Now, before I continue, I’d like to make an important distinction. There’s a big difference between “simple” and “easy.” Simple is not always easy, though easy is usually simple. Hitting a home run at a Major League baseball game is very simple. The batter makes solid contact with the ball, with the angle and force required to knock it out of the park. There are no more steps. It’s very simple. But it’s not easy. The batter has, at most, 250 milliseconds to decide whether or not to swing, how hard, and at what angle.
Many of the principles and practices associated with defensive security are also simple. Things like the principle of least privilege, minimizing attack surface, vulnerability patching, and defense-in-depth are very simple concepts. The hard part is not explaining the value of these things — it’s implementing them.

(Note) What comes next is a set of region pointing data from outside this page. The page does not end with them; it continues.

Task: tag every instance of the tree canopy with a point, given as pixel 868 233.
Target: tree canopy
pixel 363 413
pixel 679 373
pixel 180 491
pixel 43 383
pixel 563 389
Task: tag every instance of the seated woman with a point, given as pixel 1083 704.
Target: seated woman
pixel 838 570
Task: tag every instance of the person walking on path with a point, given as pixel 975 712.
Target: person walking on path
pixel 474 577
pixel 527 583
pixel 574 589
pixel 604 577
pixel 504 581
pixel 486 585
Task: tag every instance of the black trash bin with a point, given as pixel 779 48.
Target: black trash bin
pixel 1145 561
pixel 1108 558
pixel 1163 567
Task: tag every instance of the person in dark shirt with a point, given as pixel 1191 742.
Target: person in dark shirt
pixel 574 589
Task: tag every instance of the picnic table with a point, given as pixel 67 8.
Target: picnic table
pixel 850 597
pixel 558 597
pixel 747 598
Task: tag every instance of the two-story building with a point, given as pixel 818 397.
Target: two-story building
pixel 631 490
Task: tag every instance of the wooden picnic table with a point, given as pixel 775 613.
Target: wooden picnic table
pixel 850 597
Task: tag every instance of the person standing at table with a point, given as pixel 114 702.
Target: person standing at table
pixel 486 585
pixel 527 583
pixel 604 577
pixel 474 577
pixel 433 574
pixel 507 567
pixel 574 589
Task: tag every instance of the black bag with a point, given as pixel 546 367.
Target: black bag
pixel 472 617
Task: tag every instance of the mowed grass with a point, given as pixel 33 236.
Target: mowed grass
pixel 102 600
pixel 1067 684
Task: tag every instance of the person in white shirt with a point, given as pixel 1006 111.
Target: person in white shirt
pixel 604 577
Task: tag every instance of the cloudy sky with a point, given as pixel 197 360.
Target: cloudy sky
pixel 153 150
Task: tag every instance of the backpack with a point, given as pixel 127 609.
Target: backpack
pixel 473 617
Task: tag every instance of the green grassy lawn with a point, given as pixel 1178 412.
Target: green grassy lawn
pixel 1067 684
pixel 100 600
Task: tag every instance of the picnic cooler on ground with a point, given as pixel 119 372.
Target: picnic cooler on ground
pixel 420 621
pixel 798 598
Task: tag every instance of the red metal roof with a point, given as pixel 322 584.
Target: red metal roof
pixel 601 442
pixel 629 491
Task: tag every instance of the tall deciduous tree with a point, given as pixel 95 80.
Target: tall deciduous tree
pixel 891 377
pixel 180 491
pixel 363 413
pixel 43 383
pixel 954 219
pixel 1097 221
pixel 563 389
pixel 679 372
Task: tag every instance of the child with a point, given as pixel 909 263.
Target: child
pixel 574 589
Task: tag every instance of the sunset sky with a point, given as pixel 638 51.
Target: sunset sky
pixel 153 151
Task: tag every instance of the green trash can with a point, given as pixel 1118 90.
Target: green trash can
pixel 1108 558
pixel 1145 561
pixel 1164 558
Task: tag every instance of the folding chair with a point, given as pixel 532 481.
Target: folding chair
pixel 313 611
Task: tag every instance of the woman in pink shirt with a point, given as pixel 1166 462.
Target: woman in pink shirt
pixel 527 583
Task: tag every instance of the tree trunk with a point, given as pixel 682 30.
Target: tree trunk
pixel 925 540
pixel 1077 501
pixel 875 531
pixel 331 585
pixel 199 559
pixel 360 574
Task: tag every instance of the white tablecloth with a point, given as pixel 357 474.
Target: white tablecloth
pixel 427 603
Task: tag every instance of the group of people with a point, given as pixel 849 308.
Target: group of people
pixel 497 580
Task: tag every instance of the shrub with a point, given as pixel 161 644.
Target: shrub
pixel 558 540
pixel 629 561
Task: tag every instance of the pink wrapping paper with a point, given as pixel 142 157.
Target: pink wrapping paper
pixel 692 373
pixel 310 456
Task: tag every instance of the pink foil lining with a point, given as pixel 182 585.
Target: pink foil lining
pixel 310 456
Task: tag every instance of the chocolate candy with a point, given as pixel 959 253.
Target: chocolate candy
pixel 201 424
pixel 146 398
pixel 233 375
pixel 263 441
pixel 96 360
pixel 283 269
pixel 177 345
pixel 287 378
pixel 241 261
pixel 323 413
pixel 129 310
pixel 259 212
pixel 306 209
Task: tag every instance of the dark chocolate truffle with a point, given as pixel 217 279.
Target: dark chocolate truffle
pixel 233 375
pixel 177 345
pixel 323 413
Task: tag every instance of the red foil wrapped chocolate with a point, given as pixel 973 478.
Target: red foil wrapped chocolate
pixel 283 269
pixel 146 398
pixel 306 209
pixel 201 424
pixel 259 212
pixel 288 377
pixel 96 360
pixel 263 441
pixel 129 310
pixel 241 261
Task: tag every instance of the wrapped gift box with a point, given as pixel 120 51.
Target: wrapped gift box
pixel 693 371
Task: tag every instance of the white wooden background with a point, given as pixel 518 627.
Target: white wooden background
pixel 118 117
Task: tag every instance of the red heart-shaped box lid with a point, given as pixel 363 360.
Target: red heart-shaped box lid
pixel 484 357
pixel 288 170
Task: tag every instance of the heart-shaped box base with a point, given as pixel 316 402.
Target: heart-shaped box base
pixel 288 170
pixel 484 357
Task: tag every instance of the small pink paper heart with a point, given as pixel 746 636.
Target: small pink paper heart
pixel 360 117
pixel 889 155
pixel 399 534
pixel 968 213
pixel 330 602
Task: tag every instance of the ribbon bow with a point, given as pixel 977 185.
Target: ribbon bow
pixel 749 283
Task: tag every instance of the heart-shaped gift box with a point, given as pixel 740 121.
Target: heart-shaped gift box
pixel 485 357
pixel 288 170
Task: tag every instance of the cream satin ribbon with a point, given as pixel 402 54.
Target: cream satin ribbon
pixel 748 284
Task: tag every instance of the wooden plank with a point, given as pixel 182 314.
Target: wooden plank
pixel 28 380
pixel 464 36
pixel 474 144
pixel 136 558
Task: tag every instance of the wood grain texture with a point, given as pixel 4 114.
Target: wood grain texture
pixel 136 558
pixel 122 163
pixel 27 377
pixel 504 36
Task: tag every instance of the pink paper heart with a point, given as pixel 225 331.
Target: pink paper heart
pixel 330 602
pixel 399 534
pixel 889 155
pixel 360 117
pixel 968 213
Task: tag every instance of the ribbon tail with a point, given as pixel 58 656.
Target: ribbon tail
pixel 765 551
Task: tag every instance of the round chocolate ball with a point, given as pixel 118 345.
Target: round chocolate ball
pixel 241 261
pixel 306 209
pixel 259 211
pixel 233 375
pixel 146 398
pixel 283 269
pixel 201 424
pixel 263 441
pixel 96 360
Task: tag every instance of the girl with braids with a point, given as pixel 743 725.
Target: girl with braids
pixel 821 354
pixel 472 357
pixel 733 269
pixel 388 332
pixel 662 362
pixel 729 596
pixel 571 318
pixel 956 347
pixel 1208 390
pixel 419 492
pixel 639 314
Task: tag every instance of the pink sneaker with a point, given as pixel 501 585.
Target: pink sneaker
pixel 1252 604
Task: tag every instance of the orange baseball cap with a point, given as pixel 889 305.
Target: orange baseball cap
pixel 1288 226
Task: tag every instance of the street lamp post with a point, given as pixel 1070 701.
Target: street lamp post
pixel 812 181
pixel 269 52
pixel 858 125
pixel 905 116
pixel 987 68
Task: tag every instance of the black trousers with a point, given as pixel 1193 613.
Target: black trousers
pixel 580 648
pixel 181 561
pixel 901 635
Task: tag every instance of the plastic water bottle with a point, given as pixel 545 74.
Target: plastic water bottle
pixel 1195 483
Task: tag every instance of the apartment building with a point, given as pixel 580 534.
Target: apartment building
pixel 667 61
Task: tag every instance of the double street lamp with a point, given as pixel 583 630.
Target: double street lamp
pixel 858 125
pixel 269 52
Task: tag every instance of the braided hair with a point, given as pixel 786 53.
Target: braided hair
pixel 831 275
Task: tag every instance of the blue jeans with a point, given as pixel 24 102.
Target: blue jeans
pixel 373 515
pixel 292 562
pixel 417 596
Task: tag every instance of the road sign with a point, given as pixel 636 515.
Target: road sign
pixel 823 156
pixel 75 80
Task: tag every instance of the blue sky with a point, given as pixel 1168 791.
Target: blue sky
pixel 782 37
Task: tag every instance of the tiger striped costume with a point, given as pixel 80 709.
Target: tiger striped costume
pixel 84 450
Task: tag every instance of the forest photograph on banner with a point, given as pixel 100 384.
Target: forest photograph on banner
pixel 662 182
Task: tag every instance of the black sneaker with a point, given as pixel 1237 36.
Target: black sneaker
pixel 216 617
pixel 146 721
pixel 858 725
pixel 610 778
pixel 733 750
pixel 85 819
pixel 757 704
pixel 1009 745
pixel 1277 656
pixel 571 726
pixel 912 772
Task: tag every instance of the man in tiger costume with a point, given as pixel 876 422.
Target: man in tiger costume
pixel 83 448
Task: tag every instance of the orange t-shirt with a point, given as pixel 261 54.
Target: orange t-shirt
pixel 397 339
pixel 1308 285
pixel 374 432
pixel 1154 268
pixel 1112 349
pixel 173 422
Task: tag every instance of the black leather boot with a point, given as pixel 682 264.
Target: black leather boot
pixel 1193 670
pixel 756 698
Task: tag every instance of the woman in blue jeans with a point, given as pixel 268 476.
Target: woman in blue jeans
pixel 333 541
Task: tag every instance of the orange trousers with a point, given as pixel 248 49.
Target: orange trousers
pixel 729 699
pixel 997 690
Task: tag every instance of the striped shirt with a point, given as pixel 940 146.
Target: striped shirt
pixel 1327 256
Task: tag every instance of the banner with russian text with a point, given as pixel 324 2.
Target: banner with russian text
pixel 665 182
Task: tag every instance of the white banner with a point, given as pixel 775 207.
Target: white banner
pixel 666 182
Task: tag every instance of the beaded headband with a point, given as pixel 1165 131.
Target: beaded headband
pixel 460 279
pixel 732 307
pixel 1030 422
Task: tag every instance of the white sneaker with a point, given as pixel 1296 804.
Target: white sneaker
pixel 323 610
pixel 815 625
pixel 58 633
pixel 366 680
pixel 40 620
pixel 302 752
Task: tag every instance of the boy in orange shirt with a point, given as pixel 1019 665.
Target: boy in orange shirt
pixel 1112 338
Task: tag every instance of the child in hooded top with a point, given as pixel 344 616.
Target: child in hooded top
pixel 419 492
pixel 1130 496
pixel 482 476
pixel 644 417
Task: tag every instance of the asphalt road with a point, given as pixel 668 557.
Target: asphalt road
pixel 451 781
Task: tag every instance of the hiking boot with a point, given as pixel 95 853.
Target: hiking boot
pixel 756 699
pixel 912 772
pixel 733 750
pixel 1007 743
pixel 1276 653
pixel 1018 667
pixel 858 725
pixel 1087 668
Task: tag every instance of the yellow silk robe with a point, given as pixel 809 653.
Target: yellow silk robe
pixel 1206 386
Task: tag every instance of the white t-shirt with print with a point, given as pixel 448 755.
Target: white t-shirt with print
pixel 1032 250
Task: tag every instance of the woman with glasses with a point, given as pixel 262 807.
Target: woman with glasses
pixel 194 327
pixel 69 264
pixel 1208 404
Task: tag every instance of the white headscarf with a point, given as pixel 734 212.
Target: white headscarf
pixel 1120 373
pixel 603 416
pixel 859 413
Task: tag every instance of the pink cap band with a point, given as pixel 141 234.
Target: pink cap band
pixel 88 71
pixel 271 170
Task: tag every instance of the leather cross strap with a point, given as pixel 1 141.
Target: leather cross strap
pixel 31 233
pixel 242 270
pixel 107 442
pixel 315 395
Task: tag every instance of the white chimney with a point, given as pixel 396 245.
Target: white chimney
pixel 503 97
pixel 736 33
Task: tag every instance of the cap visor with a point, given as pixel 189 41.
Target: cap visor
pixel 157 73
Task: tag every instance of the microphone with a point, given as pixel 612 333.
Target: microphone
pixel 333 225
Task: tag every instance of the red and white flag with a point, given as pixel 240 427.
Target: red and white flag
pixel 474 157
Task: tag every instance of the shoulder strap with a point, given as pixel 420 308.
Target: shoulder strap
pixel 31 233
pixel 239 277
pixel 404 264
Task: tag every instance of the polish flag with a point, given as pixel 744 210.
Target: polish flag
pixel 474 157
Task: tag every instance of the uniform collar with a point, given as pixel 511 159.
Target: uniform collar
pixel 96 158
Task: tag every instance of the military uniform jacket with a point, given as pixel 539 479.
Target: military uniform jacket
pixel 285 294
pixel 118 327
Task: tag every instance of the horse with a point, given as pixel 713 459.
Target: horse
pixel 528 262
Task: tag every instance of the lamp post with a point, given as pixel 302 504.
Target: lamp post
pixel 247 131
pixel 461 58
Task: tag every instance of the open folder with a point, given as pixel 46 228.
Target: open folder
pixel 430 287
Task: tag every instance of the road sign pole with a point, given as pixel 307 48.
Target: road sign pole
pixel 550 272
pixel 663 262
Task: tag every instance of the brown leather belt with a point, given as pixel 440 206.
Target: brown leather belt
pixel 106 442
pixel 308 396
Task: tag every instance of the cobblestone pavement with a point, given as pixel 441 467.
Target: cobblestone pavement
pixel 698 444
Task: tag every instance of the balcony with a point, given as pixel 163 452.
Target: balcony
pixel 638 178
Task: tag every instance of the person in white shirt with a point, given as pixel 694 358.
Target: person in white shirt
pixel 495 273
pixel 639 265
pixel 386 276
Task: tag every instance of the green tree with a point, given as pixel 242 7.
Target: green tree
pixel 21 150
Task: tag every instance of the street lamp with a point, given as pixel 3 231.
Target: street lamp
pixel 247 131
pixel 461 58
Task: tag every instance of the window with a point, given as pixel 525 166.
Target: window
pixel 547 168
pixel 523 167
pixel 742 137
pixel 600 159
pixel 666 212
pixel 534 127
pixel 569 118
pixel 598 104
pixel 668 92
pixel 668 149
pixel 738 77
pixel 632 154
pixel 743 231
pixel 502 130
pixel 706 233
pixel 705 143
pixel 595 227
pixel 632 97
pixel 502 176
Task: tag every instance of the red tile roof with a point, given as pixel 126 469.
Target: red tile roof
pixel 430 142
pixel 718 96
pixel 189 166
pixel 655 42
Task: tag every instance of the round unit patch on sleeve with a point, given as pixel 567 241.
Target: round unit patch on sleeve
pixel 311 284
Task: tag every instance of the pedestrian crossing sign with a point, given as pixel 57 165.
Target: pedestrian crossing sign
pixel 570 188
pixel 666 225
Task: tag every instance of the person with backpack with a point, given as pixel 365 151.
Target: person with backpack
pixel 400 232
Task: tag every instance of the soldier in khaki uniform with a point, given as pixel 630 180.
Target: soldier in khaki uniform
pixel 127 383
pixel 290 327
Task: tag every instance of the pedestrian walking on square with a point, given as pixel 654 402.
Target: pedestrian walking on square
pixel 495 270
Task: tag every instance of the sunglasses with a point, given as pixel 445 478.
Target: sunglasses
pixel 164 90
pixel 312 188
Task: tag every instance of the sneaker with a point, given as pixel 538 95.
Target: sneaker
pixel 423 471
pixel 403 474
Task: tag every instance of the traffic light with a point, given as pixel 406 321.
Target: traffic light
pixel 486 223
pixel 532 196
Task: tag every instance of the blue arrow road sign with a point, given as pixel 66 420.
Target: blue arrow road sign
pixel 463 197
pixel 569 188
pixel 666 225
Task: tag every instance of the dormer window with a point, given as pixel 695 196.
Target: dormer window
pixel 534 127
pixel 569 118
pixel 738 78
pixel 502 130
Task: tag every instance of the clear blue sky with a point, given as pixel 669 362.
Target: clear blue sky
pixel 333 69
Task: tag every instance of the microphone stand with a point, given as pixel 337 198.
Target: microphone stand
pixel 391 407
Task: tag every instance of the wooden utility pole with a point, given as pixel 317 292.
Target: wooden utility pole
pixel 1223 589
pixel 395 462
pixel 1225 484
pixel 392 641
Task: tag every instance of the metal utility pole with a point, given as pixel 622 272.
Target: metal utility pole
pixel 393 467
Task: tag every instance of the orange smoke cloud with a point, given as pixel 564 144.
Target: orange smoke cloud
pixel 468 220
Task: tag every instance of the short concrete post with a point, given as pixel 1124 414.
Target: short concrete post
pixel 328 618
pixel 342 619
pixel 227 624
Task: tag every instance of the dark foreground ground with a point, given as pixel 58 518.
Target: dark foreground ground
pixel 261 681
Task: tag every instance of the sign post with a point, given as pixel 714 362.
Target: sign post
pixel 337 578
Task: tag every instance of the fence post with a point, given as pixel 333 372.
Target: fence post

Despite our best efforts, breaches are still a daily occurrence, and the global cost of cybercrime was over $6 trillion in 2021. Contrary to popular belief, most of these attacks are not carried out by über 1337 hax0rz with Einsteinian IQs. Most cybersecurity breaches are caused by a violation of simple security principles. According to Verizon’s 2022 DBIR, “82% of breaches … involved the human element.” The culprits are phishing, misconfigurations, unpatched software, poor OPSEC, and a failure to implement basic security controls.
So, how do I evaluate a cybersecurity solution? You may be surprised to find out that I’m not interested in the latest neural net-powered, blockchain-enabled, turbo encabulator-charged, alphabet soup product from Xtreme CyberStryke Solutions™. My answer is simple because security is simple: A valuable, successful cybersecurity solution is one that makes a fundamental cybersecurity principle faster, simpler, or easier to implement. Fancy buzzwords do not stop breaches. Fundamental principles do. A solution that helps an organization adopt and strengthen fundamental cybersecurity principles will prove its worth every day.